The court of appeals clearly criticized the Trump campaign for failing adequately to plead and for the chaotic nature of its arguments. Perhaps the cause of this chaos is not the inherent weakness of its potential case but something else.
Perhaps the Trump campaign, like everything Trump, is deeply unpopular in the ranks of elites. What if the bar is not the least excited about pursuing claims on behalf of the Trump campaign because, like the elite media, most simply do not like him and many despise him altogether? As readers of To Kill A Mockingbird know, the adversary system in the United States has never worked well for unpopular clients. Imagine if Atticus Finch had withdrawn shortly before trial.
The Trump campaign’s litigation team has been beset by resignations, like that of Porter Wright Morris & Arthur. One cannot say for sure what triggered these resignations or whether the resignations disrupted the litigation. The missteps cited by the court of appeals suggest a fumble. Was it the snap? Or should we blame the quarterback?
Regardless, even with competent counsel, one must ask: is there sufficient time between November 3 and certification to allow a challenge based on the general conduct of the election affecting a very large number of votes? As the court noted, a ruling rejecting thousands or hundreds of thousands of ballots would be unprecedented. Successful election challenges in the past have been based on specific evidence of fraud with respect to specific ballots, not a complex scheme.
The resulting mess is evident enough. A very good portion of the public sees a highly anomalous election using a novel mechanism, the mail-in ballot. That portion may never recover its confidence in the electoral process because the judiciary is not in a position to address it. It’s blitzkrieg and the battle for ballots was over as soon as it had begun.

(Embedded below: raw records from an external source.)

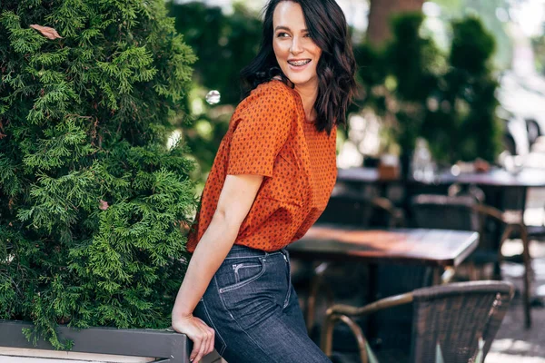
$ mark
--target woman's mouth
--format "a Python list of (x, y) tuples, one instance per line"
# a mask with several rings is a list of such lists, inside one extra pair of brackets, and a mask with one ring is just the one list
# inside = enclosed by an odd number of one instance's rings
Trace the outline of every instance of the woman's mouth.
[(288, 64), (290, 64), (290, 67), (293, 70), (301, 70), (305, 68), (305, 66), (311, 63), (310, 59), (302, 59), (302, 60), (297, 60), (297, 61), (288, 61)]

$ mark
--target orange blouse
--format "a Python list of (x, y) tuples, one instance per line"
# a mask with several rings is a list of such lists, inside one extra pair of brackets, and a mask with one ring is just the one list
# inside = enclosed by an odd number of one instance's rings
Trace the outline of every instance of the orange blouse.
[(239, 103), (220, 143), (187, 250), (194, 251), (208, 228), (227, 174), (264, 176), (234, 244), (272, 251), (302, 237), (337, 179), (336, 131), (316, 131), (299, 93), (282, 82), (257, 86)]

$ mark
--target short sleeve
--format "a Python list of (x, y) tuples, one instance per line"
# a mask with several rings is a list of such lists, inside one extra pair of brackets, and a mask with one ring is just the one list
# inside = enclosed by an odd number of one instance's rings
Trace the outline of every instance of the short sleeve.
[(295, 103), (289, 90), (260, 85), (233, 120), (235, 125), (229, 152), (227, 174), (272, 176), (278, 152), (285, 143), (293, 118)]

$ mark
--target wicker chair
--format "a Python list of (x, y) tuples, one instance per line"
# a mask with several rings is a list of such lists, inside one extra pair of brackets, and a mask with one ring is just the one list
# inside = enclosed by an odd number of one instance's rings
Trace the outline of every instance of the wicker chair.
[[(412, 303), (413, 328), (408, 361), (436, 363), (439, 344), (445, 362), (468, 363), (475, 358), (481, 338), (486, 357), (513, 291), (510, 282), (471, 281), (419, 289), (360, 308), (334, 305), (327, 310), (321, 348), (332, 357), (333, 328), (338, 322), (343, 322), (356, 337), (361, 362), (368, 363), (367, 340), (353, 319)], [(391, 361), (381, 360), (380, 357), (379, 361)], [(399, 358), (396, 358), (396, 362), (399, 361)]]
[[(522, 241), (522, 258), (524, 264), (524, 291), (522, 302), (524, 305), (524, 323), (526, 328), (531, 326), (530, 317), (530, 284), (531, 260), (529, 250), (529, 238), (526, 226), (518, 215), (502, 212), (495, 208), (482, 204), (481, 198), (476, 195), (428, 195), (421, 194), (413, 197), (411, 211), (418, 227), (437, 228), (449, 230), (476, 231), (481, 234), (480, 246), (469, 259), (473, 264), (493, 262), (500, 265), (503, 260), (501, 246), (510, 237), (518, 233)], [(448, 216), (448, 218), (446, 218)], [(500, 240), (490, 240), (485, 233), (485, 222), (492, 219), (502, 226)], [(471, 265), (470, 265), (471, 266)], [(500, 275), (500, 270), (496, 269)], [(500, 276), (495, 276), (500, 280)], [(472, 276), (476, 280), (476, 274)]]
[[(351, 191), (334, 191), (317, 224), (336, 223), (367, 227), (377, 211), (386, 213), (386, 227), (401, 227), (404, 225), (403, 211), (395, 208), (389, 200), (381, 197), (368, 198)], [(336, 270), (337, 267), (339, 265), (335, 263), (322, 262), (313, 270), (305, 306), (305, 320), (309, 332), (314, 326), (318, 295), (325, 295), (327, 306), (333, 303), (333, 291), (331, 284), (328, 284), (326, 280), (328, 277), (332, 280), (332, 270)], [(351, 272), (354, 275), (359, 273), (357, 269), (352, 269)], [(342, 284), (345, 285), (346, 276), (341, 276), (340, 278), (343, 281)], [(334, 277), (332, 280), (334, 280)], [(353, 280), (357, 280), (358, 277), (354, 277)]]

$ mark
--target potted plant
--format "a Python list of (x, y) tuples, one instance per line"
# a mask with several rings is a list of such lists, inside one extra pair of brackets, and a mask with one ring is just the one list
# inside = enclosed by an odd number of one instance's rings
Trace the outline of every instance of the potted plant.
[(196, 204), (167, 147), (191, 48), (163, 0), (4, 0), (0, 33), (0, 346), (169, 327)]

A final observation: the court of appeals noted in its ruling that “[n]ow, any Pennsylvania voter can vote by mail for any reason.”
On Wednesday, a lower Pennsylvania court issued a preliminary injunction against certifying the state’s vote count. The Pennsylvania lower court did so relying on Article VII, Section 14 of the Pennsylvania constitution, which provides only two means by which a qualified elector may cast his or her vote in an election: 1) in person at a polling place on election day and 2) by submitting an absentee ballot that satisfies the specific constitutional conditions for a voter to be considered absentee.
Candidly, there is no legal reason why the 3rd Circuit in dicta has to square exactly with the law in Pennsylvania. It is clear, however, if the court’s characterization that “any Pennsylvania voter can vote by mail for any reason” is correct, then the 2.6 million mail-in ballots cast by voters in Pennsylvania are ballots that do not appear to be permitted under the Pennsylvania constitution.
This Pennsylvania case had already blitzed its way through the courts. The Pennsylvania constitution allows mail-in ballots for any reason in a pandemic in which it is perfectly fine to go to protest, rally, or Home Depot and Walmart because, you guessed it, the action was untimely.